O ciclo da telepolítica abriu palcos para exibir seus atores, melhorar os discursos, maquiar situações e plantar versões no jardim da política. A propaganda pavimentou os caminhos dos governos, na esteira de um Estado adornado pela fosforescência midiática, exaltando seus chefes e promovendo desfiles de personalidades. A estética embalou a semântica, criando até embaraços em políticos não afeitos à teatralização, como François Mitterrand, o ex-presidente francês, que chegou a lamentar: “na TV, o que eu digo vale bem menos do que a cor que as pessoas enxergam em mim”. A propaganda governamental evoluiu de tal maneira que passou a ser protagonista nas estratégias de persuasão social. Os governos tornaram-se os maiores anunciantes dos veículos. Vejam o nosso caso: R$ 16 bilhões( isso mesmo) foram gastos pelos governos Lula e Dilma com propaganda governamental. Esse montante daria para cobrir os custos de 170 mil casas populares.
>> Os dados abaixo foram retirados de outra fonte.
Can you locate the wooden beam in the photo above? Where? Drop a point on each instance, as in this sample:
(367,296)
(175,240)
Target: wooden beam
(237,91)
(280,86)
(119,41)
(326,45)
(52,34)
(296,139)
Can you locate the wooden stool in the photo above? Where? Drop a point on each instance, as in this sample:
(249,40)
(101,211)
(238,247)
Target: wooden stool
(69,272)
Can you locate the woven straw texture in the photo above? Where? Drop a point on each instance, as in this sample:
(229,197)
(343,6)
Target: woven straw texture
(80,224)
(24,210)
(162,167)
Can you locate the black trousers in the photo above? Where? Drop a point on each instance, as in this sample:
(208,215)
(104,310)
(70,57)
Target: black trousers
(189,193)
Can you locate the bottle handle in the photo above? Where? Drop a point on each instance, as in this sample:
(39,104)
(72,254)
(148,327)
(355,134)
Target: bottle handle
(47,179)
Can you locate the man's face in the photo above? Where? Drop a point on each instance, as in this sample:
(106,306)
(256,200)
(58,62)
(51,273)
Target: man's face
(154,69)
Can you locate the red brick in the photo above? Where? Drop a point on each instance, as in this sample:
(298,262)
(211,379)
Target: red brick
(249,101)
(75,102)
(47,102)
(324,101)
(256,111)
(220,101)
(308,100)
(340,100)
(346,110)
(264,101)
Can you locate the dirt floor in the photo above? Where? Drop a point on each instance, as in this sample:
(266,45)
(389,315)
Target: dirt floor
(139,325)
Cabe perguntar: há sentido em se gastar tanto com propaganda quando se vêem a infinidade de buracos na estrutura de serviços, a partir da saúde. (Com um bilhão de reais, poderiam ser construídos 350 prontos-socorros). Analisemos a questão. É dever dos governos prestar contas de suas tarefas à sociedade, da mesma forma que é um direito do cidadão saber o que os governantes fazem, mas não deveriam fazer; não fazem, mas deveriam fazer; ou fazem porque são obrigados constitucionalmente a realizar. O jogo democrático carece de informação e transparência, possibilitando ao representado monitorar as ações desenvolvidas pelos representantes. O problema passa a existir a partir da montanha de exageros formada para glorificar as administrações. Plasmar uma aura para abrilhantar fatos que constituem mera obrigação do governante; criar efeitos estéticos para engabelar o telespectador; maquiar dados; montar uma engenharia persuasiva para provar que gato é lebre; enfim, cobrir o corpo dos governantes com um manto de beleza e exuberância, convenhamos, pode até ser elogiável sob o aspecto da criação publicitária, mas é discutível sob o prisma ético.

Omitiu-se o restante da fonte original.